Abstract:
When allocating resources across innovation efforts, managers, investors, and policymakers face a trade-off between incurring high current costs and achieving future cost reductions, as technologies evolve endogenously with experience and economic conditions. Future innovation is also uncertain, giving rise to a non-linear dynamic portfolio optimization problem. Yet traditional optimization methods typically treat innovation as exogenous and discard associated uncertainties. As a result, these methods are computationally intensive, difficult to interpret, and overly restrictive in their solution space. In this paper, we develop an alternative dynamic portfolio optimization framework that integrates endogenous learning, showing how Multi-Armed Bandit (MAB) strategies based on the Gittins index can be applied to technology portfolios with empirically validated experience curves. Our approach is computationally efficient and explicitly captures the exploration-exploitation trade-off, dynamically adjusting investment decisions in response to observed cost declines.

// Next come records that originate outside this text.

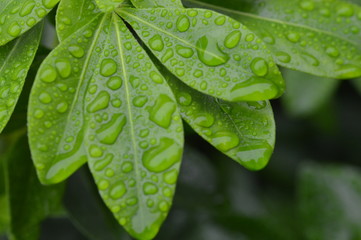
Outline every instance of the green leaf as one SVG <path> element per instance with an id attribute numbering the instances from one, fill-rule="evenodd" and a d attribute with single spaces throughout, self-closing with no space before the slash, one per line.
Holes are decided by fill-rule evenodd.
<path id="1" fill-rule="evenodd" d="M 218 3 L 230 9 L 195 3 L 241 21 L 281 66 L 328 78 L 361 75 L 360 7 L 337 0 L 241 2 Z"/>
<path id="2" fill-rule="evenodd" d="M 321 78 L 292 70 L 283 71 L 286 92 L 283 105 L 293 116 L 309 116 L 331 100 L 339 85 L 335 79 Z M 300 91 L 302 89 L 302 91 Z"/>
<path id="3" fill-rule="evenodd" d="M 32 165 L 25 132 L 9 136 L 5 166 L 11 239 L 39 239 L 41 221 L 61 205 L 63 185 L 44 187 Z M 21 151 L 19 151 L 21 149 Z"/>
<path id="4" fill-rule="evenodd" d="M 361 239 L 361 173 L 356 168 L 306 164 L 299 178 L 305 239 Z"/>
<path id="5" fill-rule="evenodd" d="M 97 82 L 85 96 L 89 166 L 119 223 L 138 239 L 152 239 L 172 204 L 182 121 L 146 52 L 116 14 L 106 19 L 100 67 L 92 70 Z"/>
<path id="6" fill-rule="evenodd" d="M 168 78 L 183 119 L 206 141 L 250 170 L 265 167 L 273 152 L 275 123 L 268 101 L 231 103 Z"/>
<path id="7" fill-rule="evenodd" d="M 131 0 L 137 8 L 183 8 L 181 0 Z"/>
<path id="8" fill-rule="evenodd" d="M 198 9 L 118 9 L 154 55 L 192 88 L 229 101 L 280 96 L 269 50 L 224 15 Z"/>
<path id="9" fill-rule="evenodd" d="M 94 0 L 62 0 L 56 14 L 56 32 L 62 42 L 100 13 Z"/>
<path id="10" fill-rule="evenodd" d="M 43 24 L 0 47 L 0 133 L 9 121 L 38 49 Z"/>
<path id="11" fill-rule="evenodd" d="M 28 108 L 29 142 L 44 184 L 63 181 L 87 161 L 82 103 L 91 68 L 98 64 L 96 49 L 105 39 L 99 28 L 103 22 L 102 14 L 94 15 L 49 54 L 36 76 Z"/>
<path id="12" fill-rule="evenodd" d="M 40 22 L 59 0 L 3 0 L 0 8 L 0 46 Z"/>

The resulting optimal strategy is risk-seeking as opposed to risk-neutral. We demonstrate the practical relevance of our method through an application to the U.S. light vehicle sector and the decision to invest in low-carbon technologies, illustrating how dynamic MAB-based strategies outperform static alternatives that ignore endogenous uncertainties. Taken together, our findings suggest that adaptive, risk-seeking strategies may facilitate more rapid market transitions, providing important implications for both innovation policy design and private investment.
Citation:
Baumgärtner, C.L., Köhler-Schindler, L. & Pless, J. (2025), 'Innovation Bandits: A Dynamic Portfolio Strategy with Endogenous Rewards', INET Oxford Working Paper Series 2025-11.